W Radzie Dialogu Społecznego powinni znaleźć się: minister rodziny, pracy i polityki społecznej, minister aktywów państwowych, minister infrastruktury, minister spraw wewnętrznych i administracji, minister zdrowia, minister edukacji i nauki, minister finansów, minister klimatu i środowiska, minister rozwoju i technologii oraz minister funduszy i polityki regionalnej. W RDS jest też miejsce dla sekretarza stanu z ministerstwa finansów, który jest odpowiedzialny za budżet.

Póki co jednak nie doszło do ich powołania w skład RDS.

Ministrowie nie przyszli do prezydenta

Kancelaria Prezydenta RP winą za taki stan rzeczy obarcza rząd:

– Ministrowie w ostatniej chwili odwołali swój udział w wydarzeniu, którego termin był uzgodniony [na 25 stycznia – przyp. red.], a dziesięciu ministrów wcześniej dodatkowo potwierdziło swoją obecność – podano.

Pałac Prezydencki przekazał też, że nieobecność przedstawicieli rządu Donalda Tuska uniemożliwia podjęcie prac przez Radę.

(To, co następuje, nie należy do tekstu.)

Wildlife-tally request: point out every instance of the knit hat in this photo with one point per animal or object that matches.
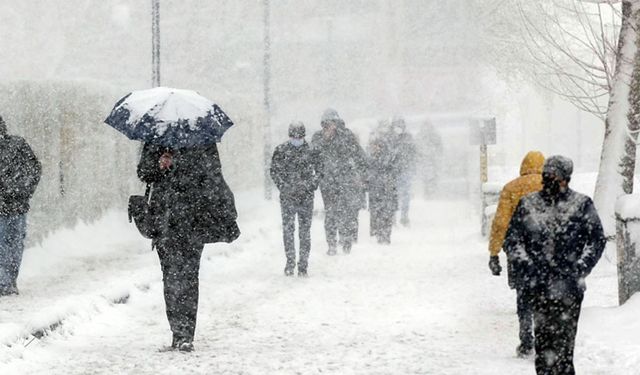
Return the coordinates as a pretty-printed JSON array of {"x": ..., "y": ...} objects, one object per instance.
[
  {"x": 297, "y": 130},
  {"x": 559, "y": 166},
  {"x": 3, "y": 126},
  {"x": 330, "y": 115}
]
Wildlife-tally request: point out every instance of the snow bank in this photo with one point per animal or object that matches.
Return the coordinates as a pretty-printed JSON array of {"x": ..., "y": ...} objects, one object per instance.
[{"x": 628, "y": 206}]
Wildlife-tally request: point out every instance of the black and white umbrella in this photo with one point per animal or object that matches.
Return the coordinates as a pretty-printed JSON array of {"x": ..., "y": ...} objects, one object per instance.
[{"x": 169, "y": 117}]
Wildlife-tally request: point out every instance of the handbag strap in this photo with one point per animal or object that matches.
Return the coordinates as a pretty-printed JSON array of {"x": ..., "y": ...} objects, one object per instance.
[{"x": 147, "y": 193}]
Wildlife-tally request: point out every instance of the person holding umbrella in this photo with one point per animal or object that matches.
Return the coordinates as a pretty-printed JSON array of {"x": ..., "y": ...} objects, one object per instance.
[
  {"x": 343, "y": 170},
  {"x": 20, "y": 173},
  {"x": 190, "y": 202}
]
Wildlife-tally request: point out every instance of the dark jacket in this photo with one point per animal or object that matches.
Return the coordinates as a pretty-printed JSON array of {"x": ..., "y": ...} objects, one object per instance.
[
  {"x": 554, "y": 242},
  {"x": 191, "y": 201},
  {"x": 384, "y": 169},
  {"x": 406, "y": 153},
  {"x": 343, "y": 167},
  {"x": 295, "y": 171},
  {"x": 20, "y": 173}
]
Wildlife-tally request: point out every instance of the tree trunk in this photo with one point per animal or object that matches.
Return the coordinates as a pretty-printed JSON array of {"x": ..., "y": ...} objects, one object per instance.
[{"x": 617, "y": 162}]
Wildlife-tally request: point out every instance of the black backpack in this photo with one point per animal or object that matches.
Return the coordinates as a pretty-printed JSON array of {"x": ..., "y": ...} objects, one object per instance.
[{"x": 140, "y": 213}]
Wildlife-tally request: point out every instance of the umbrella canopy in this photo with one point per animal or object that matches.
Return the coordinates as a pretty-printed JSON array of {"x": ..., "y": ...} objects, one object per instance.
[{"x": 169, "y": 117}]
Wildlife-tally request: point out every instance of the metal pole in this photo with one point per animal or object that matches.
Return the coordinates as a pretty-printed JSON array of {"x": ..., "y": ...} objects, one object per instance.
[
  {"x": 155, "y": 42},
  {"x": 484, "y": 164},
  {"x": 267, "y": 100}
]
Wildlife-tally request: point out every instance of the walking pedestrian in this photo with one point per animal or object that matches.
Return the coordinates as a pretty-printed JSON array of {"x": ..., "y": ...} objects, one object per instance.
[
  {"x": 529, "y": 181},
  {"x": 294, "y": 170},
  {"x": 554, "y": 240},
  {"x": 343, "y": 166},
  {"x": 382, "y": 185},
  {"x": 406, "y": 152},
  {"x": 20, "y": 173},
  {"x": 192, "y": 205}
]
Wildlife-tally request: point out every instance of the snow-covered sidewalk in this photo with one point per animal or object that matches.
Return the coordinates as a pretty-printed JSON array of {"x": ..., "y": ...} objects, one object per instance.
[{"x": 427, "y": 304}]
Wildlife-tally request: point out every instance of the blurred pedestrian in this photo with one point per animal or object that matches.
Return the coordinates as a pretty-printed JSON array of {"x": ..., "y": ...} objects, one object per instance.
[
  {"x": 382, "y": 185},
  {"x": 529, "y": 181},
  {"x": 294, "y": 170},
  {"x": 20, "y": 173},
  {"x": 192, "y": 205},
  {"x": 554, "y": 240},
  {"x": 406, "y": 160},
  {"x": 343, "y": 167}
]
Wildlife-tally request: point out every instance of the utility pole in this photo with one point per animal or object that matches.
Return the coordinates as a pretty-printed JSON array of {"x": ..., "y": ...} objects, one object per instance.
[
  {"x": 155, "y": 42},
  {"x": 267, "y": 99}
]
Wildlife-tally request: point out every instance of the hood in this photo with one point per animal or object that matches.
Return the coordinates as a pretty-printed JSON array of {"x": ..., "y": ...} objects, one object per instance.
[
  {"x": 532, "y": 163},
  {"x": 331, "y": 115}
]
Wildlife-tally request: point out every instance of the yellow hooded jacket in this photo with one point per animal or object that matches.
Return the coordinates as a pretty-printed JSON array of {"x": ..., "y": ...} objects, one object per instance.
[{"x": 530, "y": 181}]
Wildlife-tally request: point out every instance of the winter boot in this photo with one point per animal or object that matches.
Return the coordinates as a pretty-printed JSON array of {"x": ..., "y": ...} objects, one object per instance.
[
  {"x": 524, "y": 351},
  {"x": 182, "y": 344},
  {"x": 288, "y": 271},
  {"x": 185, "y": 346},
  {"x": 346, "y": 248}
]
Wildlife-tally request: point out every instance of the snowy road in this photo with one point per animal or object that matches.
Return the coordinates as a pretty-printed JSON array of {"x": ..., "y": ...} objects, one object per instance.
[{"x": 424, "y": 305}]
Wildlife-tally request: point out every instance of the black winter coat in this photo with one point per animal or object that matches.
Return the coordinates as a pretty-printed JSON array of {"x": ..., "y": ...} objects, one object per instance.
[
  {"x": 191, "y": 201},
  {"x": 295, "y": 171},
  {"x": 343, "y": 167},
  {"x": 554, "y": 243},
  {"x": 20, "y": 173},
  {"x": 384, "y": 168}
]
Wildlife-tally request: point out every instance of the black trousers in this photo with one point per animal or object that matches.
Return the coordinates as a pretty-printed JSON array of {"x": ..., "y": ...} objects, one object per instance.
[
  {"x": 555, "y": 327},
  {"x": 382, "y": 216},
  {"x": 341, "y": 219},
  {"x": 180, "y": 271},
  {"x": 525, "y": 317},
  {"x": 303, "y": 209}
]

– Po raz pierwszy doszło do sytuacji, w której członkowie rządu odwołują swój udział w uroczystości, podczas której Prezydent RP dokonuje zmian w RDS. Uroczystość taka to wieloletnia tradycja i podkreślenie, że dialog społeczny jest jednym z fundamentalnych osiągnięć Polski po 1989 r. O to, by mógł być prowadzony, walczył wielki ruch Solidarności – wskazała Kancelaria Prezydenta RP we wpisie na serwisie X (dawniej Twitter).

Dodano, że prezydent Andrzej Duda liczy, że uroczystość odbędzie się w najbliższym możliwym terminie.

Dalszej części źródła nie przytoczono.